When I seek counsel with Allah
, I often ask Him to make me a better person. But still I wonder to myself, exactly when will I be released from the yoke of my previous existence so that I can be a whole, sound, and worthy Muslim? Only Allah
knows, but surely, if it ever happens, won’t I know it too? The next question. Will it ever happen?
It is at these times that I have to remind myself of the times of Prophet Muhammad
. Look at the lives of his companions, and kin. They were like me, like the convert here in the west. Surrounded by the sickness of hatred and racism. Sunk in the mire of a culture that is spiritually bankrupt and devoid of guidance. And here I am, a virtual castaway constantly looking for a way to at the very least maintain my identity when advancing it seems so difficult. It is these vestiges that make me more able than the foreign born Muslim to navigate this culture. I know better what to expect, and therefore, I know what to avoid and what to embrace. But, similarly, it is like being an alcoholic locked in a bar where everyone is drinking beer. I know to ask for a soda or a glass of water, but how long can I remain in the bar without being tempted to take a sip of that which is unlawful. The smell is there, the sound of it permeates, the pretended joy it brings ringing in my ears.
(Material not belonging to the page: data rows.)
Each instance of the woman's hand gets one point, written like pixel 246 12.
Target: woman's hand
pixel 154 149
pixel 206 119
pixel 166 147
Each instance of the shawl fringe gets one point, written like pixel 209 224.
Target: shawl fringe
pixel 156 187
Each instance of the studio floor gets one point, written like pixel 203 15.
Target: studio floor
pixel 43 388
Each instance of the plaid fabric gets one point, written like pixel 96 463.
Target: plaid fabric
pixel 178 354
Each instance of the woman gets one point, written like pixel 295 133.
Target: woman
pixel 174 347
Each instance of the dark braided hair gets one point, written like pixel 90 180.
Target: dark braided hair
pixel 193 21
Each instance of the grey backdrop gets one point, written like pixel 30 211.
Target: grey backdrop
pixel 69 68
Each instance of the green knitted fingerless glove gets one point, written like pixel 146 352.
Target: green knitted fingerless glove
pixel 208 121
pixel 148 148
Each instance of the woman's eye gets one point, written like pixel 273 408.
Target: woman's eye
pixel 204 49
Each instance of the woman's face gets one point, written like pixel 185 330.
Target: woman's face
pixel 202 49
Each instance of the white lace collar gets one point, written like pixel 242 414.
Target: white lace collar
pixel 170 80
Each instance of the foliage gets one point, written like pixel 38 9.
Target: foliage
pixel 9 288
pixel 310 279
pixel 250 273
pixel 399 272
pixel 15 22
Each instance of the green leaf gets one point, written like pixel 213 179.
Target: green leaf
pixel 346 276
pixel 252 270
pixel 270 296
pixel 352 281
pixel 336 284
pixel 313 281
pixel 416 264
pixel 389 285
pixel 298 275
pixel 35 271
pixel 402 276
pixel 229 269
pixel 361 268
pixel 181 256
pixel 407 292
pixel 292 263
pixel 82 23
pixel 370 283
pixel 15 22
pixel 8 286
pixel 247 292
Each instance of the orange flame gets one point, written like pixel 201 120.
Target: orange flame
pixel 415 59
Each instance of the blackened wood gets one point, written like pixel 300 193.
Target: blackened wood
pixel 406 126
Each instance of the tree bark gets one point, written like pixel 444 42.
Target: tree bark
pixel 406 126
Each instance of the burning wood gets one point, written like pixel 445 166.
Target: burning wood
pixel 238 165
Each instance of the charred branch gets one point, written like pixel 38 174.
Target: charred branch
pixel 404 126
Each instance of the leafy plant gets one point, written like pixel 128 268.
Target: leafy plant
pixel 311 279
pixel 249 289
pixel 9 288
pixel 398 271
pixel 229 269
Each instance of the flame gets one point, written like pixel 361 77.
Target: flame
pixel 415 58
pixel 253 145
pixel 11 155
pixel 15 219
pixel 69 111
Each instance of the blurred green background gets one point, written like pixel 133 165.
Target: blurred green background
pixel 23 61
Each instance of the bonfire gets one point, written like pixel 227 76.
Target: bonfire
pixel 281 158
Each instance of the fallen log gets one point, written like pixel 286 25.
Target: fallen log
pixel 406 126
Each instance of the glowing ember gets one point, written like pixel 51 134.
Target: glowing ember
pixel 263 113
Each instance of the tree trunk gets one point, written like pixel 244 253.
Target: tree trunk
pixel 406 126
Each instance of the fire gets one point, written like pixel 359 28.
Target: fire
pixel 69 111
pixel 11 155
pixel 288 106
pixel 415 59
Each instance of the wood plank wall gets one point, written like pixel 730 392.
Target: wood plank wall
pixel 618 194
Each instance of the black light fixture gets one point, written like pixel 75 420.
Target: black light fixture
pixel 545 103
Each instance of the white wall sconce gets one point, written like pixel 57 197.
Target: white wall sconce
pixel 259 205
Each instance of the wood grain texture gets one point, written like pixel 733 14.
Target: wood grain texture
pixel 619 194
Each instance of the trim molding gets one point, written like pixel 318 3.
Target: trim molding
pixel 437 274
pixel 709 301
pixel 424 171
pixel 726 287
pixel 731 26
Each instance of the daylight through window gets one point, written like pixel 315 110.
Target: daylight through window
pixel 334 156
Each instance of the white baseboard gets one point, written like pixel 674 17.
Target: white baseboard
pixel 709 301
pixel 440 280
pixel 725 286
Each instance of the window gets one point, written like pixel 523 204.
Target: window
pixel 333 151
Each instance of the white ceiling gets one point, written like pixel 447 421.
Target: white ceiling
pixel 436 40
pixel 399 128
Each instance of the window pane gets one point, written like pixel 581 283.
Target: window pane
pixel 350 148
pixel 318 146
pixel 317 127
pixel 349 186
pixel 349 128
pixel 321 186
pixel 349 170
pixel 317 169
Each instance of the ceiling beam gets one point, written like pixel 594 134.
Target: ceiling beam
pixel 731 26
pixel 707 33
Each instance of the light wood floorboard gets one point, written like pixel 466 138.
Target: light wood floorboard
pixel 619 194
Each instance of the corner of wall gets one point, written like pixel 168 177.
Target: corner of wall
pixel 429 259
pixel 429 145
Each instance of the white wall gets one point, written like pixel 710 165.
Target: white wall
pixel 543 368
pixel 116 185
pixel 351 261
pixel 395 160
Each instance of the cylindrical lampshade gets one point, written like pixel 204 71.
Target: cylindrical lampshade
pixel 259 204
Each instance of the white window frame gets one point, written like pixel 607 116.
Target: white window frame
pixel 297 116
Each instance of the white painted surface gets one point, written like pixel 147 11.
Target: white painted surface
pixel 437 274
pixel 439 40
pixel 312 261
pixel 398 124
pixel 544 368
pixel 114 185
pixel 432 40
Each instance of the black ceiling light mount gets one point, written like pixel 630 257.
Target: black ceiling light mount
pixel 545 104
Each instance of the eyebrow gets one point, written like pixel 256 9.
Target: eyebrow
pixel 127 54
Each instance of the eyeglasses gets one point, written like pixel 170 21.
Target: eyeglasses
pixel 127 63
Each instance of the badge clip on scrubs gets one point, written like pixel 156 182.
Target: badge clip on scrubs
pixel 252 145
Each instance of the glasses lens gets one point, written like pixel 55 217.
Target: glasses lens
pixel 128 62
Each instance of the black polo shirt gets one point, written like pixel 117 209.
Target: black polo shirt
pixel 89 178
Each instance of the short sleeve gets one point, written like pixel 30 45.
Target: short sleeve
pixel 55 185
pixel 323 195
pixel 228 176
Let’s be clear. Islam is the best thing that has ever happened to me. Embracing Islam, Islam embracing me…this has given my life clarity and power, direction and perception, contentment and peace. The vestiges? The ruling on this is still out. Is this a blessing or a curse? Do I use it to better direct my path or do I fight to rid myself of it at all costs? I don’t have the answer to this. But, it scares me, knowing what I know, having seen the things that I have seen. It steals the innocence. It can muddle the clarity, turning all things brown and indistinct.
Just as I should not be proud of some quality in myself over which I have no control, such as the color of my skin, or the texture of my hair, how can I be ashamed of a past over which I had no control? Should I be ashamed of those vestiges, the ones that mark me as having once been an unbeliever, a housing project dweller, a woman who had it not been for the beneficence of Allah
might have been the 16 year old pregnant statistic - the ones we like to look down upon and wag our fingers at?
Are those vestiges part of my very blueprint? They act as my compass, saying in the internal voice, “Up to here and no further!” And I listen, most of the time.
Those vestiges. What to do about them?